Berlin-Neukölln Leinestraße

Der Bezirk Neukölln nutzt weiter sein Vorkaufsrecht nach dem Baugesetzbuch in Millieuschutzgebieten, um Mieter vor Verdrängung und Umwandlungsspekulation zu schützen.

Nach vielen Monaten der Unsicherheit steht auch fest, dass die Häuser Kottbusser Damm 78/Pflügerstraße 82 im Milieuschutzgebiet Reuterplatz sowie Sonnenallee 154 im Milieuschutzgebiet Rixdorf in den Besitz der städtischen Wohnungsbaugesellschaft STADT UND LAND übergehen.

In beiden Fällen gab es längere Unsicherheit: das Bezirksamt Neukölln hatte bereits im März 2018 bzw. im Januar 2019 das Vorkaufsrecht ausgeübt. Gegen diese Bescheide wurden alledings Widersprüche eingelegt und in einem Fall auch Klage eingereicht.

Vorkaufsrecht in neun Fällen erfolgreich
In mittlerweile neun Fällen konnte das Vorkaufsrecht rechtssicher ausgeübt werden, seitdem der Bezirk im Jahr 2017 begonnen hat, dieses Instrument gegen die Verdrängung in Neukölln zu nutzen. In vier weiteren Fällen, in denen Neukölln das Vorkaufsrecht ausgeübt hat, sind noch Gerichtsverfahren anhängig. Zusätzlich konnte der Bezirk seitdem 30 sogenannte Abwendungsvereinbarungen mit Käufer*innen schließen, die Schutzklausel über Miethöhen zusichern.

Abwendungsvereinbarung ist auch Schutz für Mieter
Käufer*innen können das Vorkaufsrecht durch die Unterzeichnung einer Abwendungsvereinbarung verhindern. Diese soll analog zum Vorkauf die Bewirtschaftung des Hauses im Sinne des Milieuschutzes sichern und bietet den Mieter*innen damit einen zusätzlichen Schutz. Gibt der Käufer keine oder nur eine unzureichende Erklärung ab, kann der Bezirk das Vorkaufsrecht wahrnehmen.

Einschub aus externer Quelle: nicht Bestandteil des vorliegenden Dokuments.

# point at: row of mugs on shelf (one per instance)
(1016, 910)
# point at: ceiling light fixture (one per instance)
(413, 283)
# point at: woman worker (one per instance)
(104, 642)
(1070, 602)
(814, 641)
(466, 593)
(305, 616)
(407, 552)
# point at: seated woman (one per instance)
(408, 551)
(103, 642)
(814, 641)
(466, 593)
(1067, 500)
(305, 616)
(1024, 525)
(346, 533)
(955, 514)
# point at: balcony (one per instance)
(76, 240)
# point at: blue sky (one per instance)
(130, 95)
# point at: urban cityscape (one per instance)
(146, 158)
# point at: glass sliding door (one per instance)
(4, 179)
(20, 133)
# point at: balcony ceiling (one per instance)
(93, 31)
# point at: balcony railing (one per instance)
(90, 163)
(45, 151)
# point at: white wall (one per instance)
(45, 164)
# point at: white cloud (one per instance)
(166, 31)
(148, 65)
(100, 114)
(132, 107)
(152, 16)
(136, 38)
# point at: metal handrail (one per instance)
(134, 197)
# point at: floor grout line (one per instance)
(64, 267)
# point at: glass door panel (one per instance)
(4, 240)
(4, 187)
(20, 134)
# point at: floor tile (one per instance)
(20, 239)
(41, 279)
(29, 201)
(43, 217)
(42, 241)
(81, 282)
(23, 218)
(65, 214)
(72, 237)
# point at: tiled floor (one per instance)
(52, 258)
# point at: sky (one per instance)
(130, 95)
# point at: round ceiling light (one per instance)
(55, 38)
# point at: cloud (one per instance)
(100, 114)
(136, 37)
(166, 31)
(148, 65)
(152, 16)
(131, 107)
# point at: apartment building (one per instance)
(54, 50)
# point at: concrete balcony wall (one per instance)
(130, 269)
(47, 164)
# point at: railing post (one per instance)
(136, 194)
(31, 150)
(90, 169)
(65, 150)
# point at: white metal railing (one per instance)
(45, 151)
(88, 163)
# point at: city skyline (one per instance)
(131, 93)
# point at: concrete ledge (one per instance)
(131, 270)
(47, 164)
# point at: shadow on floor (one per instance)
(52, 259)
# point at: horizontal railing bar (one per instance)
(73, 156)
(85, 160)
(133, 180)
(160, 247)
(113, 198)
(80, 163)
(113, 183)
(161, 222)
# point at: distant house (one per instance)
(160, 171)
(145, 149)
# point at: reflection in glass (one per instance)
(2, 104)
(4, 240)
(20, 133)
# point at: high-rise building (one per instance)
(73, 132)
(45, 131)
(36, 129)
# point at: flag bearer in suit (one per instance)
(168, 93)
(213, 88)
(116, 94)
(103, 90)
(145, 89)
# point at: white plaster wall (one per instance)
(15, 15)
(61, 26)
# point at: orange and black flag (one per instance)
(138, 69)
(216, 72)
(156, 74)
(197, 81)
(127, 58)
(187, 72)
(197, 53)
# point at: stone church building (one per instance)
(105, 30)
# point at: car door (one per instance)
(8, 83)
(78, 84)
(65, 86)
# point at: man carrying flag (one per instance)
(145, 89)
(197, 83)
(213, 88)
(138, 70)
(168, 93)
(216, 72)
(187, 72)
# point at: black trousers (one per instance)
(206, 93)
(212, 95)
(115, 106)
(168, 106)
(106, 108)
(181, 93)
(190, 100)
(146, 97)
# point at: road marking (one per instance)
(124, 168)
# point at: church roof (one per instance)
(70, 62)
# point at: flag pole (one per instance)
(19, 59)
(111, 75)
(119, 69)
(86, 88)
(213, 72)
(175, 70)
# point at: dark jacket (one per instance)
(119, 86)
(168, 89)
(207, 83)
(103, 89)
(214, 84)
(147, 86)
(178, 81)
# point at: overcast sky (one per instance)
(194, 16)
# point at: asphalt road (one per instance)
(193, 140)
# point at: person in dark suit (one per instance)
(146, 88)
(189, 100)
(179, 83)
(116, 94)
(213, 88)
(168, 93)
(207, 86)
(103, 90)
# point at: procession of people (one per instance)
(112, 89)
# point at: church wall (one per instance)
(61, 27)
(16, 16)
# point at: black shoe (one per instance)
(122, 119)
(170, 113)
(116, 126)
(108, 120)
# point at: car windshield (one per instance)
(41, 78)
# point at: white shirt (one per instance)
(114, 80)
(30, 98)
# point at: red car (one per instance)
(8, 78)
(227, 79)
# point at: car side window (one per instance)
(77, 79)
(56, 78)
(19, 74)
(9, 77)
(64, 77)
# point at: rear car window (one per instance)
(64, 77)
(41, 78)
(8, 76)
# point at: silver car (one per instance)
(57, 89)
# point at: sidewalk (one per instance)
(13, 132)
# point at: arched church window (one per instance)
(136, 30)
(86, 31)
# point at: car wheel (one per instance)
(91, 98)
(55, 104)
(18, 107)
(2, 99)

Jochen Biedermann, Stadtrat für Stadtentwicklung, Soziales und Bürgerdienste erklärt hierzu: „Ich freue mich zusammen mit den Mieter*innen sehr darüber, dass die Hängepartie endlich ein Ende hat. Käufer*innen wie Verkäufer*innen zweifeln immer seltener an der Rechtmäßigkeit des Vorkaufsrechts. Wir werden auch in Zukunft jeden Hausverkauf in Milieuschutzgebieten prüfen. Ich hoffe, dass auch die weiteren schwebenden Verfahren bald zum Abschluss kommen und so Klarheit für die Mieter*innen hergestellt werden kann.“

Im Fall das Hauses Leinestraße 8, für das ein Vorkaufsrecht zu Gunsten der landeseigenen Degewo geltend gemacht wurde, platzte der Vorkauf jedoch an einer verspäteten Zustellung der Urkunde.